Je décide alors de repartir et ayant du temps devant moi, de me lancer à l'assaut de la route littoral. Mon objectif est de me rendre sur la plupart des plages de la région avant de rentrer à Yogya par la route du sanctuaire d'Imogiri (j'y reviendrais). De littoral, la route n'a au premier abord, que le nom. c'est plutôt entre collines et rizières que j'avale les kilomètres. Puis, en un instant,j'aperçois les vagues. Un coup d'oeil sur ma fidèle carte m'apprends que je suis à Sundak, la première de ces plages. Etendue de sable blanc sans personne à l'horizon. Je décide de profiter de ce laps de temps pour prendre un peu de repos sur la plage. Puis, je me déplace vers l'Ouest pour assister à un spectacle magnifique, celui de la mer déchaînée, des embruns virevoltants et d'un soleil timide mais toutefois présent.



J'éviterais par contre Krakal et ses nombreux "touristes" javanais. Toutefois, une inscription sur la route me pousse à stopper ma balade: une flèche suivie de "Bajak Laut", les pirates. Je plaisante alors avec un paysan local sur ces fameux pirates, bien absent de cet partie là de l'océan Indien. Mais la nuit commence déjà à tomber, et j'ai encore plus de 60 kilomètres à faire pour rejoindre Yogya. Au choix, la route de Wonosari, ou celle passant par le sanctuaire d'Imogiri. j'opte pour la seconde solution, et je ne serais pas déçu. A travers les montagnes, je découvre des paysages nouveaux et tout aussi sympathique.



Le soleil est maintenant bas sur l"horizon quand finalement, je rejoins le périphérique de Yogya. Une journée fatigante, mais toutefois intéressante. C'est vraiment le charme de cette région: la sensation d'une découverte continue.

dimanche 11 juillet 2010

samedi 10 juillet 2010

La dune de Depok




La convalescence, c'est sympa, mais on s'ennuie vite.N'ayant pas vraiment le courage de retourner tous les jours au travail, j'essaye de trouver des occupations autre que rattraper mon retard sur mes articles - retard du à cette fameuse hospitalisation.
En feuilletant des prospectus touristiques, je m'aperçois qu'il me reste beaucoup de chose à découvrir dans la région, et notamment une dune de sable, considérée comme un phénomène naturel unique. En effet, cette formation de sable volcanique s'étend entre les plage de Parangtritis et Depok. Avec ses allures désertiques, ce type de dune n'existe qu'en Indonésie et au Mexique. Reste a savoir comment les Indonésiens tentent de la préserver, et la meilleure façon de le savoir, c'est bien sur de s'y rendre!
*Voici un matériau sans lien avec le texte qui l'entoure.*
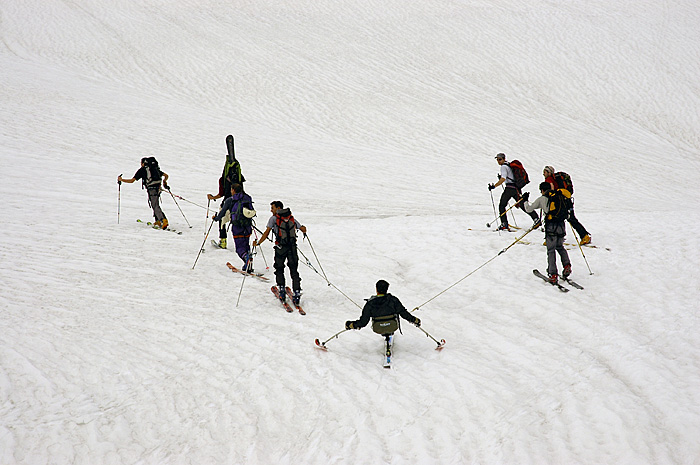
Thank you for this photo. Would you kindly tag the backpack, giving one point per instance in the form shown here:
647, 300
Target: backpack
519, 173
240, 218
153, 173
563, 181
559, 204
286, 228
232, 175
385, 324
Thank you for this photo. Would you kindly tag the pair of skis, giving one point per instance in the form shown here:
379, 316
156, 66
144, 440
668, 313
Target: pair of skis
284, 303
253, 275
558, 285
169, 229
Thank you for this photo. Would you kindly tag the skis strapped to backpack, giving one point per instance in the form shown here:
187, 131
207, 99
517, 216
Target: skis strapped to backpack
286, 227
153, 173
519, 173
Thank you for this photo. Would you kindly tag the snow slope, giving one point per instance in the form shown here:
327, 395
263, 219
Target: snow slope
377, 123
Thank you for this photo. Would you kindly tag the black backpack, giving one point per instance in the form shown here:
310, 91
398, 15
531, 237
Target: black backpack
519, 173
238, 218
559, 203
563, 181
153, 173
286, 227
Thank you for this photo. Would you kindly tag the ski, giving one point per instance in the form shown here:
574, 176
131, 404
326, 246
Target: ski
284, 303
216, 244
254, 275
230, 147
389, 344
290, 294
572, 283
546, 279
169, 229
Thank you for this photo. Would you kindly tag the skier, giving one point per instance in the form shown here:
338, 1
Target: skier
511, 191
239, 208
384, 310
555, 208
549, 176
231, 174
151, 177
284, 226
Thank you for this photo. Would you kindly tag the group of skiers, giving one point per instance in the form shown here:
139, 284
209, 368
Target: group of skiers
555, 202
236, 212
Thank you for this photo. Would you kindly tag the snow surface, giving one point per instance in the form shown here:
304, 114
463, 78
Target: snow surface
377, 123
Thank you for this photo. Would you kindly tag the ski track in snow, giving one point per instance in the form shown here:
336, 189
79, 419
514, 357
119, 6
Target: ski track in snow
377, 124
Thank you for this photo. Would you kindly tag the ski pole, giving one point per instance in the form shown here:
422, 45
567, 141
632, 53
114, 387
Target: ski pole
201, 249
488, 225
119, 198
580, 248
440, 343
322, 345
475, 270
193, 203
316, 256
267, 267
178, 207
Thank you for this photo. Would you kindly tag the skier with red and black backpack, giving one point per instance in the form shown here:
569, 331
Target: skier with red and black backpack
515, 177
561, 180
152, 178
284, 227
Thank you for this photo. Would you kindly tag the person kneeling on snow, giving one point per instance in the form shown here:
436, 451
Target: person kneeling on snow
384, 310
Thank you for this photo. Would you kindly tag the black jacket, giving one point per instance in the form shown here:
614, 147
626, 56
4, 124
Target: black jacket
382, 305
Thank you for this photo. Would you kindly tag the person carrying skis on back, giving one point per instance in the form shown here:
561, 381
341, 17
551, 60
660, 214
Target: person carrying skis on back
230, 175
511, 191
239, 207
384, 310
151, 177
555, 208
559, 181
284, 227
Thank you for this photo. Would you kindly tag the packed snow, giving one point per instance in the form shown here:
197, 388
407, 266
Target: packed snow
377, 123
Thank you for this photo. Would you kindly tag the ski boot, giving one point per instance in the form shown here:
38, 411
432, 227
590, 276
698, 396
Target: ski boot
567, 271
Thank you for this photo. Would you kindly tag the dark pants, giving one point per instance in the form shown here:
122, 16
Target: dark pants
154, 203
580, 230
287, 253
511, 192
555, 233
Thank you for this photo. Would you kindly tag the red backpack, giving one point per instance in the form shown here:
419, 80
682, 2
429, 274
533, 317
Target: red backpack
519, 173
563, 181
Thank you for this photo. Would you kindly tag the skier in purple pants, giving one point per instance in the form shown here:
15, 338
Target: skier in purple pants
240, 207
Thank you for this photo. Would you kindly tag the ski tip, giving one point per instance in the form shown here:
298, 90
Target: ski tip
320, 345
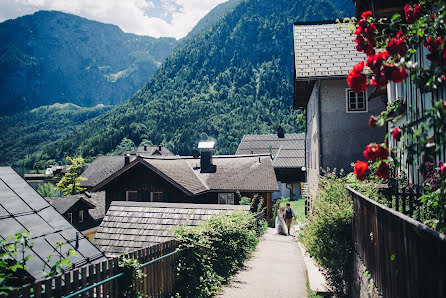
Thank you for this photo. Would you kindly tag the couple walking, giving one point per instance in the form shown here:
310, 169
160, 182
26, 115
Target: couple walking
284, 219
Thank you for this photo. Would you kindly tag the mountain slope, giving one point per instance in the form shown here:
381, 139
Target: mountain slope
25, 132
233, 80
51, 57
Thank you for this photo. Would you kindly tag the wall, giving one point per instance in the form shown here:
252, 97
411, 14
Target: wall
344, 135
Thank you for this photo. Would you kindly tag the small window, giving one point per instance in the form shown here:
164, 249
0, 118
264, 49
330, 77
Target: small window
226, 198
70, 217
356, 102
131, 195
156, 196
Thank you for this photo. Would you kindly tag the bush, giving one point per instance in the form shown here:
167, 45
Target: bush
215, 250
327, 232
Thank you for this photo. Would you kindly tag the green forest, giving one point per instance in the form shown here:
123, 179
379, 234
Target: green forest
233, 79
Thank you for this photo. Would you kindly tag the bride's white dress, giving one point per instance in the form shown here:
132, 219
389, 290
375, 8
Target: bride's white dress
280, 223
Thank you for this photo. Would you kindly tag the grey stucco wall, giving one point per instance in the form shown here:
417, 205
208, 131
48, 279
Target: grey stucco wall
344, 135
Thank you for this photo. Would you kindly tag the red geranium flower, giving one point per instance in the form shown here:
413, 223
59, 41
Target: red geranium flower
396, 134
372, 121
360, 169
383, 170
356, 80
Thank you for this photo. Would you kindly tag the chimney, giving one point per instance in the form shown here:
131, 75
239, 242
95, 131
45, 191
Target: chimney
280, 132
206, 152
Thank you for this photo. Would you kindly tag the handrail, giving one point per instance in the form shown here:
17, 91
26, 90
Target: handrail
120, 274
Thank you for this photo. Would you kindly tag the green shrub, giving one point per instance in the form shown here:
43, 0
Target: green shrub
215, 250
327, 232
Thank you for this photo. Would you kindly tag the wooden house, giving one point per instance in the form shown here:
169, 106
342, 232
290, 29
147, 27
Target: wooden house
203, 180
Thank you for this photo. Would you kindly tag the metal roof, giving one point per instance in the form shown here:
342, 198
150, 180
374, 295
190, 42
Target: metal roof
324, 50
129, 226
287, 152
22, 209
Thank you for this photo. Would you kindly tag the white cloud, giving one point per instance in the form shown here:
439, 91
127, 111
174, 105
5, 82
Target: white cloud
176, 17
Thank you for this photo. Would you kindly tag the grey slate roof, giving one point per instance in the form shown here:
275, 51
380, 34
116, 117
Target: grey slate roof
96, 200
287, 152
129, 226
234, 172
323, 50
22, 209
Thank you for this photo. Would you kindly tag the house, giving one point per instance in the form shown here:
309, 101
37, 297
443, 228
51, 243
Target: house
103, 166
337, 118
288, 159
185, 179
84, 211
129, 226
22, 209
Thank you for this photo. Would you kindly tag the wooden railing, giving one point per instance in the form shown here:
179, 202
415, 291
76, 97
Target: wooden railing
102, 279
404, 257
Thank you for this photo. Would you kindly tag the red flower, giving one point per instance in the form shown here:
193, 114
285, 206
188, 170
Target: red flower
383, 170
372, 121
360, 169
356, 80
366, 14
396, 134
374, 152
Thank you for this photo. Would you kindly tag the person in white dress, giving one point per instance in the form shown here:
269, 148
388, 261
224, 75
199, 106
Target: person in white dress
280, 222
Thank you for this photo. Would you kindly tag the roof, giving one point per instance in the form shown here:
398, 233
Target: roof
95, 201
324, 50
22, 209
233, 172
129, 226
101, 168
287, 152
63, 204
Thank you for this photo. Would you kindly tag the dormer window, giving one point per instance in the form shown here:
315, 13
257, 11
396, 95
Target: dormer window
356, 102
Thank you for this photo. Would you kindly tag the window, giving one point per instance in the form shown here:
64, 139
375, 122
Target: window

Sur un coup de tête, je décide de partir dans l'après midi sur zone. Une bonne demi heure de moto, sur une route toujours aussi agréable, bordée par les rizières et collines. Une fois sur place, il convient de trouver la route bordant la dune, ce qui n'est pas si simple que cela. Mais avec un bon sens de l'orientation, un repérage préalable sur une carte et un peu de chance, on arrive à beaucoup de chose. Me voici donc sur une route déserte: à gauche, on peut distinguer l'océan Indien, derrière les dunes. A droite, un paysage mi désertique, mi sue-est asiatique. Chose rare dans le pays, enfin une route sur les bords de laquelle il n'y a pas une maison tous les 50 mètres. on se sent un peu isolé, ce qui ne fait pas de mal. Je m'arrête afin d'aller voir le bord de mer, en m'enfonçant dans les dunes. Mais il y a tant de chose à voir, je remonte en selle afin de rallier Depok. Au loin, j'aperçois un minaret dans le soleil: je ne suis plus en Indonésie, mais dans tout autre pays désertique.
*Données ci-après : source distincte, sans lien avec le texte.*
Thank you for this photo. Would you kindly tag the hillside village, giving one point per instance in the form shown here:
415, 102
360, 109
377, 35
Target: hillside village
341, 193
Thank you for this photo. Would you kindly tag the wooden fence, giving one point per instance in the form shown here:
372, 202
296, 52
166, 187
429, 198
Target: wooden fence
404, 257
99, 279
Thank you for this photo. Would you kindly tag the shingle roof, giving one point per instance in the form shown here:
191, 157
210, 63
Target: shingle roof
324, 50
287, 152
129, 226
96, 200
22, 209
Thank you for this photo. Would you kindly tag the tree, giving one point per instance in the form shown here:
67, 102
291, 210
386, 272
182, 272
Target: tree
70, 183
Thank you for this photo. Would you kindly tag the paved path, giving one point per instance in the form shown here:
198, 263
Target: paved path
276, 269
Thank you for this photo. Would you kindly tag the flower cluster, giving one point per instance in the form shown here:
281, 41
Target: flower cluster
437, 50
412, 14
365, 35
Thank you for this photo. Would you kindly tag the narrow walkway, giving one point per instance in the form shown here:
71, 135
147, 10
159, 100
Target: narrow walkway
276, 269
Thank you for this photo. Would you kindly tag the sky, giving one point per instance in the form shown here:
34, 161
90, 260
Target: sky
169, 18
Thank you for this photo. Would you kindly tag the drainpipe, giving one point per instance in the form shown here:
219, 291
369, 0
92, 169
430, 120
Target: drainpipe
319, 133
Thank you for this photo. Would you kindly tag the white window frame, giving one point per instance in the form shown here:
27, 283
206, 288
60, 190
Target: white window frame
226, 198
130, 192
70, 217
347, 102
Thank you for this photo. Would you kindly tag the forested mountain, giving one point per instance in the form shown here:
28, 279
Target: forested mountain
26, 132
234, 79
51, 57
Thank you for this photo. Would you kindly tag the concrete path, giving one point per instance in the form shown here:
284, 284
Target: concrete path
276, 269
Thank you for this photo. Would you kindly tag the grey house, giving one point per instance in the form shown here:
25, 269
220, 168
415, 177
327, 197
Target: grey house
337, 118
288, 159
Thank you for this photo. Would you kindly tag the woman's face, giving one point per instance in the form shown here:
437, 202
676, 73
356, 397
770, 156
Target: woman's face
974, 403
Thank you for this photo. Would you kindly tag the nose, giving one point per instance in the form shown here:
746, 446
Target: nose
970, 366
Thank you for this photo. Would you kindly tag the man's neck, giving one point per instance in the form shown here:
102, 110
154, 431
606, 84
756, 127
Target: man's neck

Toutefois, Depok marque le retour à la civilisation: les Indonésiens se régalent des produits de la mer pêchés dans l'océan ou dans l'estuaire du fleuve. Je remonte le cours de ce dernier, avant de me décider à prendre un peu de temps sur la plage. Sur le sable volcanique, je décide de me reposer, profitant des embruns. Mais déjà, le temps semble menacer. Comme toujours, la saison des pluies n'est jamais vraiment terminée. L'obscurité faisant place à l'éblouissement constant du soleil, je préfère rentrer avant une grosse averse nocturne... et pourtant, j'y aurais droit, en arrivant aux limites sud de la ville.
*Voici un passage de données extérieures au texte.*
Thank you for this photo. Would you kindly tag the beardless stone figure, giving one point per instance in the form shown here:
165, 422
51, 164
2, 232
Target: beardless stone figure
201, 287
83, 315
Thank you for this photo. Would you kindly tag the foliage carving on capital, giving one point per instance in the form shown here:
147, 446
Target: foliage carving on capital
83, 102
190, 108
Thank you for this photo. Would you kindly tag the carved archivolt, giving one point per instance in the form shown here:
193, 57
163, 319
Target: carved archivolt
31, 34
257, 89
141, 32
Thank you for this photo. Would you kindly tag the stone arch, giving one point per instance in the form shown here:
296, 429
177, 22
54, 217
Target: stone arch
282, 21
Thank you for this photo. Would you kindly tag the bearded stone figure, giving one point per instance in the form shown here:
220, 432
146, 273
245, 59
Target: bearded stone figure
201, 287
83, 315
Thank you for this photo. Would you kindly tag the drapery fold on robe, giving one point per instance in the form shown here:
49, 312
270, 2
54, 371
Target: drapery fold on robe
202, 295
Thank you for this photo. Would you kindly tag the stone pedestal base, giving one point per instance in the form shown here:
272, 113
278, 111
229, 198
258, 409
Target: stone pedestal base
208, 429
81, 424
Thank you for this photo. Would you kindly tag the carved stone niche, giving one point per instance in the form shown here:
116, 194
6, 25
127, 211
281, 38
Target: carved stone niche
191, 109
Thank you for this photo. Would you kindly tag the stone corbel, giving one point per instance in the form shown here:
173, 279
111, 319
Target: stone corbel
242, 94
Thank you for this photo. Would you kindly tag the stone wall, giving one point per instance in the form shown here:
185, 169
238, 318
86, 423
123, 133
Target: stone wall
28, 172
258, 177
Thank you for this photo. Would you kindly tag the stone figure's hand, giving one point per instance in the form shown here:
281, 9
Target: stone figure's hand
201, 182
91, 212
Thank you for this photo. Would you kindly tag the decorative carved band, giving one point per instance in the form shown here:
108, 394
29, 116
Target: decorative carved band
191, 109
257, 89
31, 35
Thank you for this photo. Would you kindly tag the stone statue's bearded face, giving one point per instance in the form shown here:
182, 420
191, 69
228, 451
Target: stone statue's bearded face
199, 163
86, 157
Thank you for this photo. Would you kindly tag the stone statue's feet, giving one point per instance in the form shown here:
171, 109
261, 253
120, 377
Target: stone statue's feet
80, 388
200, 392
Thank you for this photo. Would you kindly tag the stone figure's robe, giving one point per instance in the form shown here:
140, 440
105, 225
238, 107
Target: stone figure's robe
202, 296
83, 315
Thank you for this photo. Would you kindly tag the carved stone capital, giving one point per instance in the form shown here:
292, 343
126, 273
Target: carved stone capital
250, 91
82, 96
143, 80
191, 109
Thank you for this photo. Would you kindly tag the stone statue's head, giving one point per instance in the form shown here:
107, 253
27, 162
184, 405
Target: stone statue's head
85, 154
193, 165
Au final, une petite escapade sympathique dans un lieu calme. Je pense y retourner avant mon retour. mais voila typiquement le genre de chose qui risque de me manquer

dimanche 16 mai 2010

Pantai Kukup


Je décide de m’échapper de Baron et de sa cohue. Après tout, il n’y a pas grand-chose à voir. J’ai souvent entendu parler de Kukup, une plage située à 1 kilomètre à l’Est de Baron. Me voici à nouveau sur la route pour une courte escapade. Première surprise, il y a moins de monde, ce qui n’est pas désagréable. Seconde surprise, il faut marcher un peu plus pour se retrouver sur la plage. Et celle-ci n’est visible qu’au dernier moment, réservant alors toutes ses surprises. Du sable "blanc", un récif et au-delà, des vagues qui pour certaines dépassent les 3 mètres de haut, venant s’écraser sur les barres de rocher. A gauche, un « petit Bali », avec un immense rocher au sommet duquel l’on peut avoir une superbe vue sur une bonne partie de la côte.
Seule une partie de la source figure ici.